While I haven't done any real optimization on it, when there was an attempt to bring back regular themed programming challenges last year, I made an infinitely expanding game of life implementation. Since it's performance is so shit (written in python, too), I was going to implement hash-based acceleration without even realizing that what I was going to make was similar to hashlife. As is, it has basic functionality of drawing, saving (compressed), loading, and reverting generations. Webm very related.
Could you post your function? Have been trying to debug mine for at least an hour now
Carson Carter
My approach was just to print an array of stars whenever they're all within a certain X and Y distance, and leaving it to the user to check that it forms letters. It's a hacky solution and the X and Y bounds were hard-coded, but it worked and I'm not implementing fully automated text reading for this.
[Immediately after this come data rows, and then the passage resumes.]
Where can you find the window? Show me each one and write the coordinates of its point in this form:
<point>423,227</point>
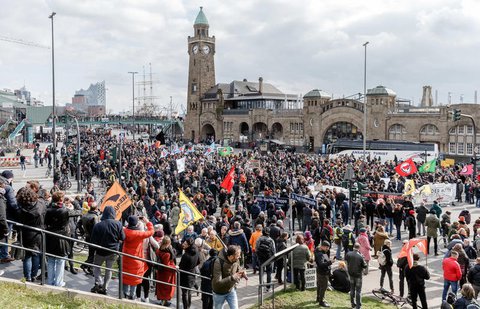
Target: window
<point>397,132</point>
<point>429,129</point>
<point>469,148</point>
<point>451,147</point>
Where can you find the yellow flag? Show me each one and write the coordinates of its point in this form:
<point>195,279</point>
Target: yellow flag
<point>409,187</point>
<point>117,198</point>
<point>188,213</point>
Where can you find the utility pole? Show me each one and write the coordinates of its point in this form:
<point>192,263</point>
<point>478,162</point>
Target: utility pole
<point>54,114</point>
<point>133,102</point>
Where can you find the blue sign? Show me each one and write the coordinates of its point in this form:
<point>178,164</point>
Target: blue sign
<point>300,198</point>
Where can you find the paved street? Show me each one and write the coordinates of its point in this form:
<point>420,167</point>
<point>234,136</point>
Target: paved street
<point>247,292</point>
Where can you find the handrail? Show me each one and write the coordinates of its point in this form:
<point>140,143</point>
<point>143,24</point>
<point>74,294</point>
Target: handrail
<point>119,270</point>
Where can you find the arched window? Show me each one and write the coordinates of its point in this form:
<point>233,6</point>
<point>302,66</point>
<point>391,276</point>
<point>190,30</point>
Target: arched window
<point>397,132</point>
<point>429,129</point>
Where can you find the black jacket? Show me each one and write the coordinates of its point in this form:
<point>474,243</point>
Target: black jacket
<point>57,221</point>
<point>108,232</point>
<point>32,214</point>
<point>416,276</point>
<point>340,281</point>
<point>355,263</point>
<point>3,217</point>
<point>474,275</point>
<point>324,264</point>
<point>190,259</point>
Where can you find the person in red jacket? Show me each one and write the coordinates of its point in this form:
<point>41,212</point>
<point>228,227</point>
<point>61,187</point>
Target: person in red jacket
<point>451,274</point>
<point>133,245</point>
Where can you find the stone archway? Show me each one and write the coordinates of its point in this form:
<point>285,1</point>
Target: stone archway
<point>277,131</point>
<point>208,133</point>
<point>341,130</point>
<point>260,130</point>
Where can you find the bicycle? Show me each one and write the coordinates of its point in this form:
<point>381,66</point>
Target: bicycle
<point>396,300</point>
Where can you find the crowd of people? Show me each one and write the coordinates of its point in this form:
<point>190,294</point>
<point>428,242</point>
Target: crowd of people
<point>237,232</point>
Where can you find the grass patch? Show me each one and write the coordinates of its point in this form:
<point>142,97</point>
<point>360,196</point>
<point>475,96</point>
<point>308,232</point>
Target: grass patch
<point>18,296</point>
<point>293,299</point>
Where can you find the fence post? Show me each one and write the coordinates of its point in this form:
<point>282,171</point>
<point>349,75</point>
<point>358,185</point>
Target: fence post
<point>43,257</point>
<point>178,287</point>
<point>120,277</point>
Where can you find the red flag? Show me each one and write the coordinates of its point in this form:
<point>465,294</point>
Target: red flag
<point>406,168</point>
<point>228,182</point>
<point>467,170</point>
<point>407,249</point>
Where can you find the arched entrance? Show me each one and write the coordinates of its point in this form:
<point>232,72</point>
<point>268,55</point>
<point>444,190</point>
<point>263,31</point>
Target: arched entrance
<point>244,132</point>
<point>260,130</point>
<point>277,131</point>
<point>341,130</point>
<point>208,133</point>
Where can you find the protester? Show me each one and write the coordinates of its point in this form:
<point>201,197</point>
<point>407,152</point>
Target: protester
<point>416,277</point>
<point>356,265</point>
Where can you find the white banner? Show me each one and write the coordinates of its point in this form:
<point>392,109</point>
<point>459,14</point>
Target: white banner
<point>444,193</point>
<point>181,165</point>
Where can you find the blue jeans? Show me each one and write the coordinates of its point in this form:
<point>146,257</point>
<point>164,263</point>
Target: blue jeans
<point>55,270</point>
<point>31,265</point>
<point>230,298</point>
<point>390,225</point>
<point>446,287</point>
<point>339,251</point>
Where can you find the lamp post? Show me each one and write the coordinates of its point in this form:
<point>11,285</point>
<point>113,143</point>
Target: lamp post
<point>365,103</point>
<point>133,101</point>
<point>54,147</point>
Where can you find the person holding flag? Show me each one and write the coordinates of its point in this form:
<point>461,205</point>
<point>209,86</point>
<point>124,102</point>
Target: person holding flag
<point>416,276</point>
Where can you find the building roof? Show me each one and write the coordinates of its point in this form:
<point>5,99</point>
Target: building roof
<point>201,18</point>
<point>381,90</point>
<point>315,93</point>
<point>38,115</point>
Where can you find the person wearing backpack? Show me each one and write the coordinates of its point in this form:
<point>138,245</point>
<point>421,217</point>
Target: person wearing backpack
<point>416,277</point>
<point>206,285</point>
<point>474,276</point>
<point>467,301</point>
<point>348,240</point>
<point>386,262</point>
<point>265,249</point>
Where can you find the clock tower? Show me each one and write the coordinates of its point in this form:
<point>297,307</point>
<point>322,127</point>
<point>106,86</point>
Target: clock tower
<point>201,74</point>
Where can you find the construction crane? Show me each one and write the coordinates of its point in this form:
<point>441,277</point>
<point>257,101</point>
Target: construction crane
<point>19,41</point>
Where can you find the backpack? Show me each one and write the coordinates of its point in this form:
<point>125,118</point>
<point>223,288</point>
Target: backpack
<point>381,258</point>
<point>263,250</point>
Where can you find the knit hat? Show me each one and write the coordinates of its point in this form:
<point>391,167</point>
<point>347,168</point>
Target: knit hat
<point>7,174</point>
<point>132,221</point>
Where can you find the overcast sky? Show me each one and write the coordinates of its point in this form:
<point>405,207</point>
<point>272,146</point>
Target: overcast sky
<point>295,45</point>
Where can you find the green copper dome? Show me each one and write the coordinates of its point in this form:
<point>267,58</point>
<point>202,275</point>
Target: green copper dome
<point>201,18</point>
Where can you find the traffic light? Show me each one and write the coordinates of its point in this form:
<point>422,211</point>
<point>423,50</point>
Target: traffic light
<point>456,114</point>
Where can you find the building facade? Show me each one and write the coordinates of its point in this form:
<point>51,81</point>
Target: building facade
<point>243,111</point>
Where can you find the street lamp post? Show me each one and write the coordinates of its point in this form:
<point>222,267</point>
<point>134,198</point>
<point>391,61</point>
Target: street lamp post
<point>54,147</point>
<point>133,101</point>
<point>365,103</point>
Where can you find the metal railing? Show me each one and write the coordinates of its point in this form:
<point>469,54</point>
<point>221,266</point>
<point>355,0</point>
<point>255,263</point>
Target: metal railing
<point>279,255</point>
<point>120,266</point>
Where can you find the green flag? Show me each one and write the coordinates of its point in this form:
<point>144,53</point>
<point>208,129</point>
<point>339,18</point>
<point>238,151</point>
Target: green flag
<point>225,151</point>
<point>428,167</point>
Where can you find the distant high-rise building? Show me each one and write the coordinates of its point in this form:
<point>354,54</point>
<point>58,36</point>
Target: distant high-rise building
<point>94,95</point>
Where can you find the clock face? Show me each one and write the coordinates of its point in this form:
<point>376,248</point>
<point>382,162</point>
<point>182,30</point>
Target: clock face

More like day 9, 10's only hard if you're trying to do some quasi-computer vision shit. Mostly I'm surprised at how wild the difficulty swings are this year.
Brandon Torres
2016 day 11 wasn't that much better. To compare to last year, 2017 days 10 and 11 were considered filters, and day 16 was classically "hard" (permutation groups).
Matthew Cook
Started a bit late, and I'm working on day 3 in C++.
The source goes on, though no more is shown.